Évelyne a simplement haussé un sourcil parfaitement dessiné. « Il y a toujours deux versions à une histoire, ma chère, mais une seule qui compte. Celle d'Adrien. Et celle de la famille. Tu rends les choses incroyablement difficiles. » Elle a sorti une pile de papiers de sa robe de chambre, les posant sur ma table de chevet. Un document juridique.
« Ceci décrit les termes de ton... départ, » a-t-elle déclaré, son regard inébranlable. « Un règlement généreux, compte tenu des circonstances. C'est beaucoup moins que ce à quoi tu pourrais t'attendre, bien sûr, étant donné ce que nous savons maintenant. »
« Qu'est-ce que vous savez ? » ai-je demandé, ma voix tremblante.
« Nous avons des preuves, Clara, des preuves de tes... indiscrétions, » dit-elle, sa voix dégoulinant d'accusation. « Un scandale de paternité fabriqué, en effet. Il semble que tu n'étais pas aussi loyale qu'Adrien le croyait. Une aventure d'un soir avec un chef inconnu, n'est-ce pas ? Quel dommage.

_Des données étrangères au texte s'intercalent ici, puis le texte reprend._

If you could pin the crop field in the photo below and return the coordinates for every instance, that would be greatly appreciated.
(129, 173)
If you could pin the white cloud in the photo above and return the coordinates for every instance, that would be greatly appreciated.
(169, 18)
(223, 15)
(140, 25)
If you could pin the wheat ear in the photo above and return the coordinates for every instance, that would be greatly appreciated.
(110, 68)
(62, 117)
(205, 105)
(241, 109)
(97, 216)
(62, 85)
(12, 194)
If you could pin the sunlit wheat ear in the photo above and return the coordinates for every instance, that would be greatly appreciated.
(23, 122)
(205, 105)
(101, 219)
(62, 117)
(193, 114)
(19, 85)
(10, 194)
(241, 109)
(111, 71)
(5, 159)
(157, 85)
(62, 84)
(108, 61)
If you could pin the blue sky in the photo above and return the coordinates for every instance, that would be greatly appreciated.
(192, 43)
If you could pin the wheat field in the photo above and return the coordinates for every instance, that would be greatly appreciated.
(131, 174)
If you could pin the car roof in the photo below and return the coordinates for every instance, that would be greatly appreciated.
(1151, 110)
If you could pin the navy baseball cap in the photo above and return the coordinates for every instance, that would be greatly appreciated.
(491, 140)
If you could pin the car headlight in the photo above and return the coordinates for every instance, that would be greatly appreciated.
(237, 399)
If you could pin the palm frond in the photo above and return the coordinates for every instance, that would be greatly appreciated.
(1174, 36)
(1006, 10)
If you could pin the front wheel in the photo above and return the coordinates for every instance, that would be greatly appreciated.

La réputation d'Adrien, presque ternie par ton imprudence. »
Mon sang s'est glacé. « C'est un mensonge ! Je n'ai jamais... »
« Assez, » m'a-t-elle coupé, sa voix soudainement sèche. « Le fait est que nous ne pouvons nous permettre aucune complication supplémentaire. Pas maintenant. Pas avec l'élection générale si proche. Et certainement pas avec... un scandale de paternité potentiel qui pourrait en fait être vrai, malgré le démenti public d'Adrien. » Ses yeux se sont rétrécis. « Tu signeras ça. Et quant à ton... état... » Elle a fait un vague geste vers mon ventre. « On s'en occupera. Discrètement. Demain matin, tu as un rendez-vous. »

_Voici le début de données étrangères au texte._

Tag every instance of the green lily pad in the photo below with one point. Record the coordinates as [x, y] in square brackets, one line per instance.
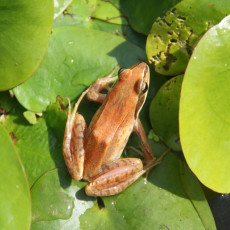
[205, 109]
[164, 112]
[58, 201]
[60, 6]
[39, 145]
[30, 117]
[108, 12]
[142, 14]
[15, 195]
[72, 62]
[25, 28]
[173, 37]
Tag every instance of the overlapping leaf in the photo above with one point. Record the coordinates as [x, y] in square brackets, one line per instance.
[205, 109]
[25, 28]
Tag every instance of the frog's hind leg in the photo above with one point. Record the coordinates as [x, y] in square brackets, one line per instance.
[73, 142]
[147, 149]
[100, 84]
[115, 177]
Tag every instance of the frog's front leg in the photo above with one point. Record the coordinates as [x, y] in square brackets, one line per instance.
[147, 149]
[115, 176]
[73, 142]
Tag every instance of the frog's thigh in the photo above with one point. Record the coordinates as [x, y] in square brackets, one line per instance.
[115, 177]
[73, 147]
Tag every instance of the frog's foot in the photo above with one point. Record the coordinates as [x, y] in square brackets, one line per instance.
[100, 84]
[115, 177]
[73, 142]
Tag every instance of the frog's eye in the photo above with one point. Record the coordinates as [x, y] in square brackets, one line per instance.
[144, 87]
[121, 70]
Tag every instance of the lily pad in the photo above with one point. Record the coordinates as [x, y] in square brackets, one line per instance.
[60, 6]
[72, 62]
[108, 12]
[64, 202]
[39, 145]
[15, 195]
[25, 28]
[141, 14]
[205, 109]
[173, 37]
[164, 112]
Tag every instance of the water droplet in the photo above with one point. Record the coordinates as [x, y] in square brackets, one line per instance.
[69, 61]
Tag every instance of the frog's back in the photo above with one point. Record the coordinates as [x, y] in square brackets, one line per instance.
[110, 127]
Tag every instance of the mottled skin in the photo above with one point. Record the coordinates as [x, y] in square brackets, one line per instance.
[93, 153]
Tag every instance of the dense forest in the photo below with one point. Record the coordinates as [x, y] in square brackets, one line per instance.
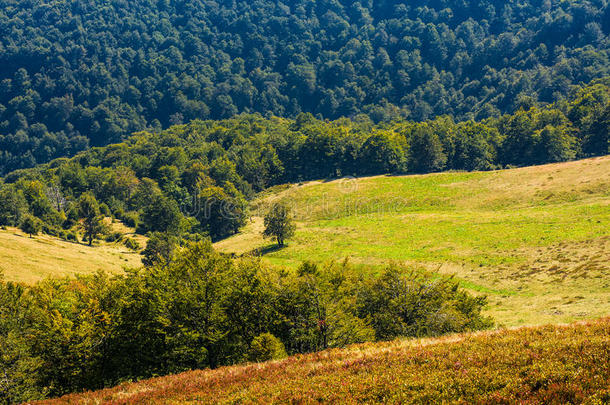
[76, 73]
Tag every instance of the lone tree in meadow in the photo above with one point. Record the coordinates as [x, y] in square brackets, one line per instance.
[279, 223]
[92, 222]
[30, 225]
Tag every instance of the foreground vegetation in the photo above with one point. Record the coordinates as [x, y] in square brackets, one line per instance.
[544, 365]
[197, 309]
[79, 73]
[536, 240]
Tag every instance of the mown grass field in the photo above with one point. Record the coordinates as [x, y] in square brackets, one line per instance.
[541, 365]
[27, 260]
[536, 240]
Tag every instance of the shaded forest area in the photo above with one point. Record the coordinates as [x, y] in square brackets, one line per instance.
[79, 73]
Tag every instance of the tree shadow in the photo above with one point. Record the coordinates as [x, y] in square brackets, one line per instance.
[264, 250]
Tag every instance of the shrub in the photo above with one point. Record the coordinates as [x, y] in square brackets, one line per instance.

« Un rendez-vous ? » Ma voix était un hoquet étranglé. Je savais déjà.
Les lèvres d'Évelyne se sont amincies. « Oui. Pour interrompre la grossesse. C'est pour le mieux, Clara. Pour tout le monde. Pas de complications. Pas de questions. Pas de scandales. Juste une table rase pour Adrien et sa famille. »
« Non ! » ai-je crié, serrant mon ventre. « Je ne le ferai pas ! C'est mon bébé ! Mon enfant ! »
« Tu le feras, » dit Évelyne, sa voix glaciale. « Ou nous nous assurerons que cela se produise de toute façon. Adrien a des relations puissantes. Des médecins. Des hôpitaux. Tu n'auras pas le choix. Ce n'est pas une demande, Clara. C'est un ordre. »
La porte s'est refermée derrière elle, me laissant dans le silence étouffant. Ma respiration venait par halètements saccadés. Ils voulaient tuer mon bébé. Ils voulaient me forcer à avorter mon propre enfant. La famille Grimaud, mon mari, mes parents adoptifs – ils étaient tous complices. J'étais vraiment, totalement seule, face à une horreur au-delà de l'imagination.